Page:The Captivity of Hans Stade of Hesse.pdf/170
Caput XVIII.
How I was captured by the savages, and the way in which this happened.
I had a savage man, of a tribe called Carios; he was my slave, who caught game for me, and with him I also went occasionally into the forest.
Now it happened once upon a time, that a Spaniard from the island of Sancte Vincente came to me in the island of Sancte Maro, which is five miles (leagues) therefrom, and remained in the fort wherein I lived, and also a German by name Heliodorus, from Hesse, son of the late Eoban of Hesse, the same who was in the island of Sanct Vincente at an ingenio, where sugar is made, and the ingenio belongod to a Genoese named Josepe Ornio.[1] This Heliodorus was the clerk and manager of the merchants to whom the ingenio belonged. (Ingenio, are called houses in which sugar is made). With the said Heliodorus I had before had some acquaintance, for when I was shipwrecked with the Spaniards in that country, I found him in the island of Sancte Vincente, and he showed me friendship. He came again to me, wanting to see how I got on, for he had perhaps heard that I was sick.

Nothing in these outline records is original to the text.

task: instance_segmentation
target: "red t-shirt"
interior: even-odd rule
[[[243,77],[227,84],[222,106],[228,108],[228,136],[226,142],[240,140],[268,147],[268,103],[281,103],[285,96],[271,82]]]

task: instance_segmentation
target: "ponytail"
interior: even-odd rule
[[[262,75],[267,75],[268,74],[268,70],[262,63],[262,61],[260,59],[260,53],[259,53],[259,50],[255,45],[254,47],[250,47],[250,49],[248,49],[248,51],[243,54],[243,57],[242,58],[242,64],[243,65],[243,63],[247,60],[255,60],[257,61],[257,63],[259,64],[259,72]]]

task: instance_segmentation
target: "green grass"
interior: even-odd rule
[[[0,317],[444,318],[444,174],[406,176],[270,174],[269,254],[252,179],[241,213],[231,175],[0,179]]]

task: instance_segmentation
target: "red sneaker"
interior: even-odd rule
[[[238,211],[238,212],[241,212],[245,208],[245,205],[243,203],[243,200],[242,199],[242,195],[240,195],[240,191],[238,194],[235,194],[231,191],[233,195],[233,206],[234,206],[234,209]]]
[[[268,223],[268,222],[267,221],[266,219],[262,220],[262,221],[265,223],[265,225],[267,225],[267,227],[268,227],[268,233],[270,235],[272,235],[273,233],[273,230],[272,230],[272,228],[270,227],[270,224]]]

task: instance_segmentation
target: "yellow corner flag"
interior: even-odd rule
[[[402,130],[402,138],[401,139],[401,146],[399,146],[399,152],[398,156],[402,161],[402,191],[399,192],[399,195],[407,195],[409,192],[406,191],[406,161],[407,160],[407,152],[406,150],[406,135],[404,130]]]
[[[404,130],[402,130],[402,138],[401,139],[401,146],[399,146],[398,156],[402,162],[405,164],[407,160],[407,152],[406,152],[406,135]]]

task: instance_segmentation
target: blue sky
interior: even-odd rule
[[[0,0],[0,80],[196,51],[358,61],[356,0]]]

Having sent my slave the day before into the wood to catch game, I purposed going the next day to fetch it, so that we might have something to eat. For in that country one has little else beyond what comes from the forests. Now as I with this purpose walked through the woods, there arose on both sides of the path loud yells such as the savages are accustomed to make, and they came running
- ↑ Giuseppe Adorno, a scion of the well-known Genoese family, which settled in the Brazil, and especially at S. Paulo (Fray Gaspar). According to Vasconcellos, this man outlived a hundred years. In 1589-90, be established with a donation the Carmelites at Santos, whence they passed to Rio de Janeiro.